Asian Games: I can be the next Michael Phelps, says Japan's Kosuke Hagino
Twenty-year-old Japanese swimmer Kosuke Hagino, who beat American great Michael Phelps in the 200m medley at last month's Pan Pacific championships, said his surprise freestyle gold at the Asian Games could elevate him to the next level.
Japan's Kosuke Hagino took a step toward emulating his hero Michael Phelps with a double knockout of heavyweights Sun Yang and Park Tae-Hwan in the Asian Games 200 metres freestyle on Sunday. (Full Coverage | Medal Tally)
The 20-year-old, who beat American great Phelps in the 200m medley at last month's Pan Pacific championships, said his surprise freestyle gold could elevate him to the next level.
"I didn't think I could win tonight," Hagino told reporters. "Sun and Park are on a different level and it's an incredible feeling to beat them. It will give me so much more confidence when I race them again in international competitions."

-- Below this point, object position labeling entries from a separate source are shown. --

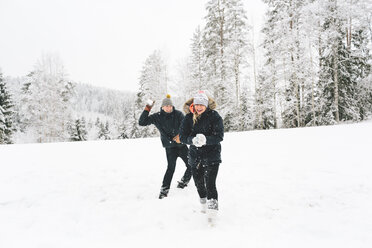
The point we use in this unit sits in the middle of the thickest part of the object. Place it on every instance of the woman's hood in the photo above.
(211, 104)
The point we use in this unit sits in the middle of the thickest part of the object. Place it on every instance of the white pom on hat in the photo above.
(201, 98)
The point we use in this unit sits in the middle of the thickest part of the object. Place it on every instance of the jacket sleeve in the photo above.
(180, 117)
(217, 131)
(146, 119)
(185, 130)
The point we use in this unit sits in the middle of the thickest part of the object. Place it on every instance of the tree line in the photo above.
(312, 67)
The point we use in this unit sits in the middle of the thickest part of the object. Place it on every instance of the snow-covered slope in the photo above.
(308, 187)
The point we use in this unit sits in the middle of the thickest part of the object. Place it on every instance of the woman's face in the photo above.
(168, 108)
(199, 108)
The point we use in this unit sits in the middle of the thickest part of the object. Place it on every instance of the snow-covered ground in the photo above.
(308, 187)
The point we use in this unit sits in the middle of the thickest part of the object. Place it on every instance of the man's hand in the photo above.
(177, 139)
(200, 140)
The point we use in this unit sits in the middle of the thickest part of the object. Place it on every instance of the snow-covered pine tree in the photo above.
(225, 45)
(45, 101)
(6, 113)
(289, 68)
(104, 132)
(197, 64)
(215, 43)
(77, 130)
(153, 85)
(245, 119)
(345, 61)
(268, 79)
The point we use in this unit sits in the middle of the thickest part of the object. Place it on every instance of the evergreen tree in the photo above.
(345, 63)
(78, 131)
(197, 61)
(153, 85)
(225, 46)
(104, 132)
(45, 102)
(6, 114)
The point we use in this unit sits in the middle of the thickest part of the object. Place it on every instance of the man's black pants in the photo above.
(172, 154)
(205, 180)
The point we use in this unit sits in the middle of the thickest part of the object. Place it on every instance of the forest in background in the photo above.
(313, 67)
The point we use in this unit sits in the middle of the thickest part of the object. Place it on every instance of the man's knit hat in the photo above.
(201, 98)
(166, 101)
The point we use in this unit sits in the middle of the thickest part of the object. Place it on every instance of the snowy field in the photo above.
(308, 187)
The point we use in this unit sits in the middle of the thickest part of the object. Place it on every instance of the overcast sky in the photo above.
(101, 42)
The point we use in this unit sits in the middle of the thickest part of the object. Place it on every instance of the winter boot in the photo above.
(213, 204)
(203, 202)
(182, 183)
(212, 211)
(163, 192)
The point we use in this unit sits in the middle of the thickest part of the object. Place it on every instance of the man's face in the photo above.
(199, 108)
(168, 108)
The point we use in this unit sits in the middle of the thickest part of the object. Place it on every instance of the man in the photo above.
(168, 121)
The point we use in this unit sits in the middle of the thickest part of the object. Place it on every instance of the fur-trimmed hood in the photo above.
(211, 104)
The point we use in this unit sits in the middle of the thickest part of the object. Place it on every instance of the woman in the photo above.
(202, 129)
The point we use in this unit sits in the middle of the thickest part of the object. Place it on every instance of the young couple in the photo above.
(201, 129)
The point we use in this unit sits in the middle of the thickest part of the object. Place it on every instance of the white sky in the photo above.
(101, 42)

All the hype had been about the superstar rivals but Hagino, taking on six individual events in Incheon, played the role of gatecrasher to perfection, letting them punch themselves out before producing a lightning finish to win by a whisker.

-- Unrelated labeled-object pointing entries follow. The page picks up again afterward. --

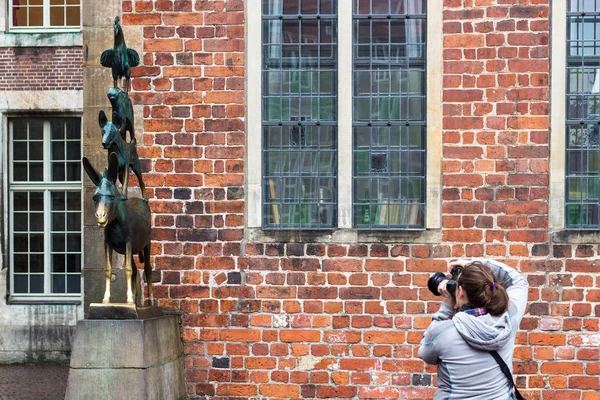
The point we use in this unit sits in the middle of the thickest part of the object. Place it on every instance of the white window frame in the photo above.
(47, 187)
(557, 159)
(46, 27)
(345, 149)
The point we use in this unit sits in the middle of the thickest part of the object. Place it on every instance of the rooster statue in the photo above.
(120, 59)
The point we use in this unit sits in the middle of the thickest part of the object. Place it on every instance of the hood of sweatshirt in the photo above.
(485, 332)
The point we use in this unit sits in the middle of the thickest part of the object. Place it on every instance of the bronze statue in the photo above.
(120, 59)
(126, 224)
(127, 156)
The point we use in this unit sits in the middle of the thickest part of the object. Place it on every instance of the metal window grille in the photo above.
(583, 115)
(299, 114)
(45, 218)
(389, 114)
(45, 14)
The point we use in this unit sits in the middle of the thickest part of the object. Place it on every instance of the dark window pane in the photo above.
(58, 172)
(36, 222)
(20, 263)
(74, 242)
(58, 263)
(36, 171)
(36, 283)
(58, 242)
(74, 150)
(73, 263)
(74, 171)
(19, 129)
(36, 243)
(58, 222)
(36, 16)
(58, 201)
(73, 16)
(73, 201)
(36, 263)
(58, 283)
(57, 129)
(19, 16)
(21, 222)
(20, 172)
(20, 201)
(58, 150)
(57, 16)
(21, 283)
(74, 128)
(300, 138)
(21, 243)
(19, 151)
(73, 222)
(36, 201)
(73, 283)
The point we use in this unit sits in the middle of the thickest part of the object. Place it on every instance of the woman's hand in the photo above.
(459, 263)
(447, 297)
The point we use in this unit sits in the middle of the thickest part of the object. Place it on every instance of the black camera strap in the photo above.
(507, 373)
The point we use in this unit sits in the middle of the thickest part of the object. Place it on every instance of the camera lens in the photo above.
(437, 278)
(434, 281)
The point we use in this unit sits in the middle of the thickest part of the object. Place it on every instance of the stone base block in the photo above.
(122, 311)
(127, 359)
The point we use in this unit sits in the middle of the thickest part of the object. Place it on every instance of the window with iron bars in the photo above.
(582, 184)
(300, 117)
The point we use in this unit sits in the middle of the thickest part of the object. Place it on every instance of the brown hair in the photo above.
(478, 282)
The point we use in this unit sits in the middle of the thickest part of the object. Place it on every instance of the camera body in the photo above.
(437, 278)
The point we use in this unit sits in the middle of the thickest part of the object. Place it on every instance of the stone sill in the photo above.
(41, 39)
(47, 302)
(344, 236)
(575, 237)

"I knew that they would go out hard and go after each other," said Hagino, who won in a time of 1:45.23 -- just 0.05 ahead of Sun, the reigning Olympic 400 and 1,500m champion.
"I tried to hang on and stay with them. I didn't even realise I had won it was so close but to win is huge. I had goosebumps."
Hagino has emerged as the new figurehead of Japanese swimming following on from namesake Kosuke Kitajima, who completed a 100 and 200m breaststroke double at the 2004 and 2008 Olympics to spark a swimming boom in the country.
Hagino has already drawn comparisons with Phelps for his versatility and he insisted that Sunday's remarkable triumph could provide the impetus for him to go on and win major titles on a consistent basis.
"Michael Phelps is my role model and I'm trying to become like him," said Hagino, who took silver in the 200 and 400 freestyle -- the latter behind Park -- at the Pan Pacific meet on top of his medley double.
"I want to catch up with Phelps someday. But I have to put up the results and this is a big step. First I will try to win as many medals as I can at these Games."